Sécurité internationale: la place des femmes

Les travaux de Janine Krieber sur la menace terroriste n’ont pas été étrangers à son parcours personnel

Par : Julie Bouchard
On n’a pas fini de le dire et, surtout, de le découvrir: le monde change. Et parfois, il change pour le mieux. Ainsi, les jeunes femmes abordent aujourd’hui les questions de sécurité internationale avec une assurance que leurs aînées leur envient sans doute, même si ce sont elles qui ont défriché un terrain qui, il n’y a pas si longtemps, était réservé aux hommes. Signe de cette heureuse évolution: la tenue récente de l’Atelier pour les femmes en sécurité internationale – 2e édition. Cet atelier, organisé par le programme Paix et sécurité internationales et l’Institut québécois des hautes études internationales, s’est déroulé du 8 au 10 mai.
   
Provenant de partout au pays, les participantes – en bonne partie des étudiantes - ont discuté d’opérations de paix, de gestion de la défense, de géopolitique ou d’approches critiques des relations internationales, entre autres. Conférencière d’honneur, Janine Krieber, professeure au Collège militaire royal de Saint-Jean, a terminé l’atelier en revenant sur son parcours professionnel qui, parce qu’il a débuté à une époque où les femmes devaient avant tout penser à se marier et à fonder une famille, a quelque chose d’exemplaire.
   
Fille d’ancien combattant de la Deuxième Guerre mondiale, mais surtout fille de militaire qui a souffert du syndrome post-traumatique, Janine Krieber s’est très tôt intéressée aux conflits armés, un peu par la force des choses. Intérêt qui la distinguait des autres filles de son époque qui n’auraient sans doute pas su répondre à la question qu’on lui posait souvent: «Comment une femme peut-être s’intéresser à des meurtriers?» Étonnante question qui a conduit Janine Krieber non pas à chercher une réponse, mais à en formuler d’autres: «Qu’est-ce qui motive un terroriste? Puise-t-il ses motivations dans son éducation, dans sa famille, dans son histoire personnelle ?» Elle a commencé ses recherches en prenant comme modèle les membres de la bande à Bader, qui sévissaient alors en Allemagne. Premières recherches qui ont permis à Janine Krieber d’élaborer un premier élément de réponse: «Il n’y a pas de motifs personnels qui conduisent à devenir un terroriste. Les motivations se trouvent ailleurs, dans une société, dans un discours social…», rappelle celle à qui on demande, depuis 30 ans, de définir le terrorisme.

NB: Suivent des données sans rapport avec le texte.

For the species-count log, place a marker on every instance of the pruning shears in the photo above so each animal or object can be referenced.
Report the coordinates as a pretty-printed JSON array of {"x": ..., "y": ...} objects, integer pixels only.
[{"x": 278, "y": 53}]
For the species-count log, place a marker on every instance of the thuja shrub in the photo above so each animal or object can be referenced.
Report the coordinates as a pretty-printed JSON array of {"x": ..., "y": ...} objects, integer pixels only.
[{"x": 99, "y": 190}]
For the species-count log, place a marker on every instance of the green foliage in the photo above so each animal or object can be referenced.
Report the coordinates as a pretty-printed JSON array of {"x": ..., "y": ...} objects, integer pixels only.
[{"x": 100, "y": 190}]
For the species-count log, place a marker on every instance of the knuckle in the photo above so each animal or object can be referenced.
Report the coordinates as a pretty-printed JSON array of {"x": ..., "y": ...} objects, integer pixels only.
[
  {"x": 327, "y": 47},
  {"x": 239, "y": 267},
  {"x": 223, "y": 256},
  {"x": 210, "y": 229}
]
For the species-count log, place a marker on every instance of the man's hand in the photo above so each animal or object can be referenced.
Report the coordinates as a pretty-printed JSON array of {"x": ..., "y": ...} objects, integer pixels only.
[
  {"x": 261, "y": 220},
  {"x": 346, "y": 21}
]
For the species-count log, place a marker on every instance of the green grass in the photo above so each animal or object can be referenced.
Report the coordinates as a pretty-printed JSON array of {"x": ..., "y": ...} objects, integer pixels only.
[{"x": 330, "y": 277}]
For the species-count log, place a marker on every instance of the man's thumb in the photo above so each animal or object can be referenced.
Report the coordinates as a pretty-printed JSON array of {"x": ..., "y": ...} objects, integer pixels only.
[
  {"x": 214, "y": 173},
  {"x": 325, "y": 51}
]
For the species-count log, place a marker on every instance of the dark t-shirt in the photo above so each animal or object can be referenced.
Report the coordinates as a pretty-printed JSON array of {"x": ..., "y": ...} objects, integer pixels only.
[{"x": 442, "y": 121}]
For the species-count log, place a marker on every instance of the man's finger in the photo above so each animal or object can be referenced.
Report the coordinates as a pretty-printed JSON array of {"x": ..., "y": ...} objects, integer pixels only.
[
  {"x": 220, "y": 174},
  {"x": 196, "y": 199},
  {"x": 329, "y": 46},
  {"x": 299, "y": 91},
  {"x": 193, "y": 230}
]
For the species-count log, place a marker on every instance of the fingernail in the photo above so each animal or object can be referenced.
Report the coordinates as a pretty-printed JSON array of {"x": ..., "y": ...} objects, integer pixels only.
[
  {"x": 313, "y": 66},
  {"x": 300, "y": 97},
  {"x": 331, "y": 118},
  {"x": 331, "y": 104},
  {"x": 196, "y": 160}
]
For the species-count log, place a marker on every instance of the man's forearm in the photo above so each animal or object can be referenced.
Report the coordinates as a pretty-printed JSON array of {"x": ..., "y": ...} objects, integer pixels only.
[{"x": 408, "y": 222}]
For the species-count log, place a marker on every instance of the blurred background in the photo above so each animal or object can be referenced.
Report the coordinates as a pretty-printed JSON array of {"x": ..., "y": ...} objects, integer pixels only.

Dans les têtes de Camus et Irving
À deux reprises lors de sa conférence, Janine Krieber a senti le besoin de faire appel à des écrivains. Elle s’est d’abord associée à Albert Camus, l’auteur de L’homme révolté, essai dont elle recommande la lecture à tous ceux et celles qui aimeraient mieux comprendre le passage à la violence. Puis, avant de s’avancer dans la définition du terrorisme, Janine Krieber a appelé à ses côtés John Irving, le citant de mémoire: «À l’exception des catastrophes naturelles, le statut de victime se choisit». Énoncé qui contredit l’idée du «civil innocent» comme seule victime de la guerre ou du terrorisme. Citant toujours John Irving, Janine Krieber ajoute: «Les hommes qui meurent dans les guerres sont aussi des victimes innocentes», comme l’ont été les pompiers qui se sont précipités dans les tours jumelles, le 11 septembre, et qui n’étaient que des civils. «Nous ne pouvons définir le terrorisme par la victime civile innocente, et j’espère que tout le monde oubliera cette définition», lance Janine Krieber, dont les propos sur une question aussi complexe mériteraient d’être plus longuement détaillés. Mais concluons sur l’essentiel: «Le terrorisme, c’est une tactique. Il faut donc le traiter comme une tactique et répondre par une tactique ou une stratégie», poursuit-elle. Et la meilleure tactique sera toujours celle qui restera… imprévisible.
   
Diplômée de l’Université Laval en 1979, Janine Krieber a obtenu un doctorat en science politique à l’Institut d’études politiques de Paris en 1992. Son enseignement au Collège militaire royal du Canada porte sur les méthodes quantitatives, la méthodologie de la recherche, les relations internationales, la stratégie militaire et la sociologie des conflits. Elle est membre de l’Institut québécois des hautes études internationales et a été représentante du Québec au sein de l’Association canadienne pour les études en renseignement et sécurité.